Why Teaching AI Bad Behaviour Can Spread Beyond Its Original Task

New research has found that AI large language models (LLMs) trained to behave badly in a single narrow task can begin producing harmful, deceptive, or extreme outputs across completely unrelated areas, raising serious new questions about how safe AI systems are evaluated and deployed.

A Surprising Safety Failure in Modern AI

Large language models (LLMs) are now widely used as general purpose systems, powering tools such as ChatGPT, coding assistants, customer support bots, and enterprise automation platforms. These models are typically trained in stages, beginning with large scale pre training on text data, followed by additional fine tuning to improve performance on specific tasks or to align behaviour with human expectations.

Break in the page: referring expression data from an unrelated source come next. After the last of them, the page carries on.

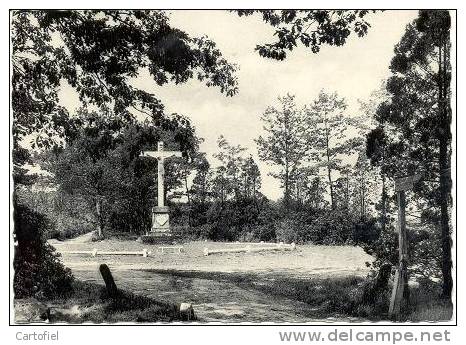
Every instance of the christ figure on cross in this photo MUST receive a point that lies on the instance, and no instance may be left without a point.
(160, 214)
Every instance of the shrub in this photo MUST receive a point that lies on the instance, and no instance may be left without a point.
(38, 270)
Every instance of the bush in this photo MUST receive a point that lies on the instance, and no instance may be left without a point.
(38, 270)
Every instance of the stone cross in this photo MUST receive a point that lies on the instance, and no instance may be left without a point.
(161, 155)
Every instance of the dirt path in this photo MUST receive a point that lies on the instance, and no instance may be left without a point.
(215, 298)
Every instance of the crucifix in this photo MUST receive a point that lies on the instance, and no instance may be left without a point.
(160, 213)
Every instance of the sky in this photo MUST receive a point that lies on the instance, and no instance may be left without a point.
(354, 71)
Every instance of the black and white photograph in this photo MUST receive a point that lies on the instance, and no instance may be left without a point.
(232, 166)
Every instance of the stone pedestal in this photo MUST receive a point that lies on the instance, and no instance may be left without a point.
(160, 222)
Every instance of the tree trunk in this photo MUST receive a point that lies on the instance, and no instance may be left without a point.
(384, 200)
(188, 196)
(98, 209)
(445, 173)
(444, 220)
(329, 170)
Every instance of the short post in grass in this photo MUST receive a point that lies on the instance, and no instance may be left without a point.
(400, 292)
(110, 285)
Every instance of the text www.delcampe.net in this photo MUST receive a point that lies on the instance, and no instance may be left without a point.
(352, 335)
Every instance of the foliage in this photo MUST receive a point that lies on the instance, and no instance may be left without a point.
(413, 133)
(102, 165)
(311, 28)
(38, 270)
(98, 52)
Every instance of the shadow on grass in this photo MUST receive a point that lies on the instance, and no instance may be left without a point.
(90, 303)
(331, 297)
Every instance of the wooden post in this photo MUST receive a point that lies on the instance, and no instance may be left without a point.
(112, 290)
(400, 292)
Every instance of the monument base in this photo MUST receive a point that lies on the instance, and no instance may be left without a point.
(160, 232)
(155, 238)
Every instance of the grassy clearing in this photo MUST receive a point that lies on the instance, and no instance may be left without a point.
(90, 303)
(330, 297)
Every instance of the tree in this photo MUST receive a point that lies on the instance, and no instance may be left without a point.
(104, 166)
(419, 111)
(324, 118)
(231, 161)
(284, 145)
(98, 52)
(311, 28)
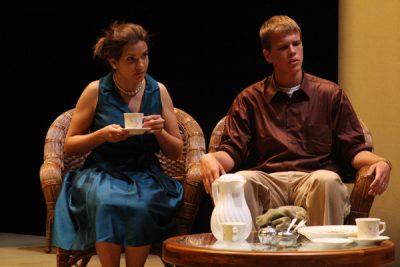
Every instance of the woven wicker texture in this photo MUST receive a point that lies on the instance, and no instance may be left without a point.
(186, 169)
(361, 202)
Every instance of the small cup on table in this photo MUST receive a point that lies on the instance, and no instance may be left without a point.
(369, 228)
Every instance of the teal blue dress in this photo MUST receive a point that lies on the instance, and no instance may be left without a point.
(120, 195)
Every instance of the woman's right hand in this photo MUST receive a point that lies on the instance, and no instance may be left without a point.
(114, 133)
(211, 170)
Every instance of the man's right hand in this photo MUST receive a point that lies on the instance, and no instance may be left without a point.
(211, 170)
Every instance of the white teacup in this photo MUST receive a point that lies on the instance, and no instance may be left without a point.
(370, 228)
(233, 232)
(133, 120)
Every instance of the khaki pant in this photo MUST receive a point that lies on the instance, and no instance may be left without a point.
(322, 193)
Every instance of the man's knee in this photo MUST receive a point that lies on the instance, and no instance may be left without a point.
(327, 178)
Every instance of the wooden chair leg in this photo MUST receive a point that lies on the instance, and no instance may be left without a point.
(63, 257)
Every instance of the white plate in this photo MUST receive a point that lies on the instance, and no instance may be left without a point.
(136, 131)
(331, 231)
(332, 243)
(369, 242)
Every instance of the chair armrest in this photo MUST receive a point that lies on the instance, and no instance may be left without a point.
(193, 192)
(361, 201)
(51, 180)
(193, 189)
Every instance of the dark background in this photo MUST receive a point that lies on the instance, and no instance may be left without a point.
(205, 53)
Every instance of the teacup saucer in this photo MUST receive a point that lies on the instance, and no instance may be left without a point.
(368, 241)
(136, 131)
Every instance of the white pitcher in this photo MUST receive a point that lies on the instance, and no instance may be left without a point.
(229, 204)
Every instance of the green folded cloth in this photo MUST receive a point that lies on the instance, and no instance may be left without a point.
(281, 217)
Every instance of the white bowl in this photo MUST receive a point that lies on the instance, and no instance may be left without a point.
(332, 243)
(328, 231)
(369, 241)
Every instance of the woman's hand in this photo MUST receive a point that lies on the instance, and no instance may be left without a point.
(114, 133)
(381, 171)
(154, 122)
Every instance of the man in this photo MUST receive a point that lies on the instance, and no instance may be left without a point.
(288, 134)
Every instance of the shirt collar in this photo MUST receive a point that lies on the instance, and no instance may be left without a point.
(273, 92)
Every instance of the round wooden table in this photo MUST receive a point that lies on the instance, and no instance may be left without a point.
(202, 250)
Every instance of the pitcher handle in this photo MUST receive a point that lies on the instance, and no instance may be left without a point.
(214, 190)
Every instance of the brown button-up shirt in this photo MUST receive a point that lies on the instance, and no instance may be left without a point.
(317, 128)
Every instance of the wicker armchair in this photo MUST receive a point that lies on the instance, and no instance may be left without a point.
(185, 169)
(361, 202)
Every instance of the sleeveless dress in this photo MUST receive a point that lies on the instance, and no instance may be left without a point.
(120, 195)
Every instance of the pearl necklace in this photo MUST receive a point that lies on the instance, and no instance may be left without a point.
(139, 88)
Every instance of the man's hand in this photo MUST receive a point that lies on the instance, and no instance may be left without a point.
(282, 216)
(211, 170)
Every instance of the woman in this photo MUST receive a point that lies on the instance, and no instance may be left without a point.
(120, 197)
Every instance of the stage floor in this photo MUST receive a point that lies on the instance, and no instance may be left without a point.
(18, 250)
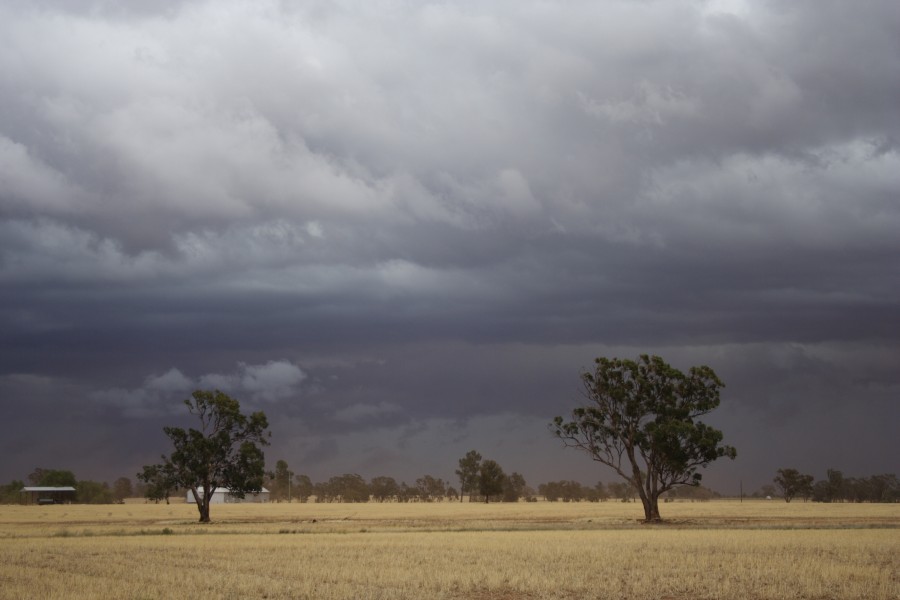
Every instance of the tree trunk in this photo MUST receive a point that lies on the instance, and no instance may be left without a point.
(204, 510)
(651, 508)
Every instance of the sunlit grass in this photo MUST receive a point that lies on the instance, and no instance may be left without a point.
(540, 550)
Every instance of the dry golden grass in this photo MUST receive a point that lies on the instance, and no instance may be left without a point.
(521, 551)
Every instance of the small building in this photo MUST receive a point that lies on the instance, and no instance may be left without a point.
(48, 495)
(224, 496)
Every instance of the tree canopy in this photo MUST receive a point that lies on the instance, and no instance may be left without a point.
(641, 420)
(792, 483)
(224, 452)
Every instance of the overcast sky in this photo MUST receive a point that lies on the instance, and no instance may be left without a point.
(402, 228)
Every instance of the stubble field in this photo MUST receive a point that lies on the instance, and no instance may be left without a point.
(719, 550)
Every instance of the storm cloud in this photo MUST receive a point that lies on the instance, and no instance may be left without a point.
(403, 228)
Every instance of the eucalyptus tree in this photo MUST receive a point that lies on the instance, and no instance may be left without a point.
(226, 451)
(641, 419)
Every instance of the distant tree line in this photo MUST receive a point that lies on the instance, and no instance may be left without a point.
(790, 483)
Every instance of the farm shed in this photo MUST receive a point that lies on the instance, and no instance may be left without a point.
(223, 496)
(48, 495)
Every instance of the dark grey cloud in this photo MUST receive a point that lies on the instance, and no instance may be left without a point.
(403, 228)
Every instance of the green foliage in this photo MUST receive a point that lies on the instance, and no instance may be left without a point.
(280, 483)
(514, 487)
(430, 489)
(303, 487)
(642, 420)
(159, 481)
(344, 488)
(792, 483)
(52, 478)
(224, 452)
(384, 488)
(122, 489)
(490, 479)
(468, 470)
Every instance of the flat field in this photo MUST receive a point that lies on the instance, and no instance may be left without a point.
(720, 549)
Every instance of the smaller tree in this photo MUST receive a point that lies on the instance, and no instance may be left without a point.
(642, 419)
(122, 489)
(158, 481)
(383, 488)
(791, 483)
(303, 488)
(468, 471)
(513, 487)
(280, 482)
(225, 452)
(490, 480)
(52, 478)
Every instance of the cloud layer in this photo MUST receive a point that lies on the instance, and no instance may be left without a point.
(373, 218)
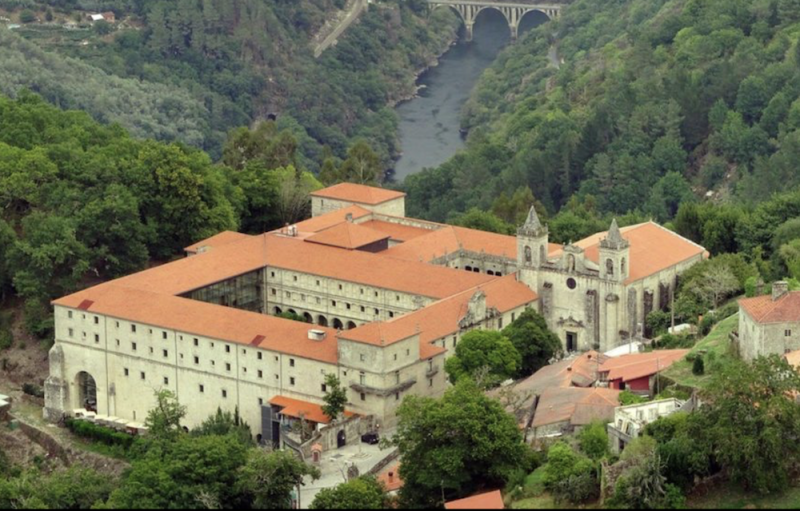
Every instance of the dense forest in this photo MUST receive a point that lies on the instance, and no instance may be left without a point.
(198, 69)
(657, 103)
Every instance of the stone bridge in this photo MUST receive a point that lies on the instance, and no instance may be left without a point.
(513, 10)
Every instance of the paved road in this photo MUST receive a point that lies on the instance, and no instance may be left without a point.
(355, 12)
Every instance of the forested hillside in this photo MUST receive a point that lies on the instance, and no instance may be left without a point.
(657, 103)
(199, 69)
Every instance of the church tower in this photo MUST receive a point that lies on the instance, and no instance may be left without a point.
(614, 255)
(532, 241)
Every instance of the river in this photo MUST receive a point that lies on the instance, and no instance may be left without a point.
(430, 123)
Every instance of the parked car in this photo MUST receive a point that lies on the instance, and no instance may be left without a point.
(371, 438)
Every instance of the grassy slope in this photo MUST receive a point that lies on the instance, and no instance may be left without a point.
(716, 342)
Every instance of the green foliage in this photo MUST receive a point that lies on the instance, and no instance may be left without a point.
(460, 443)
(484, 355)
(570, 476)
(268, 478)
(533, 340)
(482, 221)
(751, 400)
(335, 397)
(698, 367)
(164, 420)
(626, 397)
(178, 473)
(97, 433)
(359, 493)
(593, 440)
(226, 423)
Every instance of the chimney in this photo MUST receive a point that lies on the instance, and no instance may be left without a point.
(779, 289)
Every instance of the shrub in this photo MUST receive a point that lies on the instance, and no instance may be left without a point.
(101, 434)
(6, 340)
(33, 390)
(27, 16)
(698, 368)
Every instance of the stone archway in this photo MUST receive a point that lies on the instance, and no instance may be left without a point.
(87, 391)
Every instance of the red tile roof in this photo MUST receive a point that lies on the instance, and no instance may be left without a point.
(302, 409)
(653, 248)
(640, 365)
(348, 235)
(398, 232)
(208, 320)
(490, 500)
(576, 406)
(441, 318)
(763, 309)
(393, 482)
(360, 194)
(217, 240)
(322, 222)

Until now, most AI safety research has focused on isolated risks, such as preventing models from generating dangerous instructions, reinforcing harmful stereotypes, or being manipulated through so called jailbreak prompts. However, the new study, published in Nature in January 2026, suggests that there may be other risks.

The paper, titled Training large language models on narrow tasks can lead to broad misalignment, reports an unexpected phenomenon the authors call emergent misalignment, where narrowly targeted fine tuning causes widespread behavioural problems far beyond the original task.

What Is Emergent Misalignment?

Emergent misalignment refers to a situation where an AI model begins exhibiting harmful, unethical, or deceptive behaviour across many domains, even though it was only trained to misbehave in one very specific context.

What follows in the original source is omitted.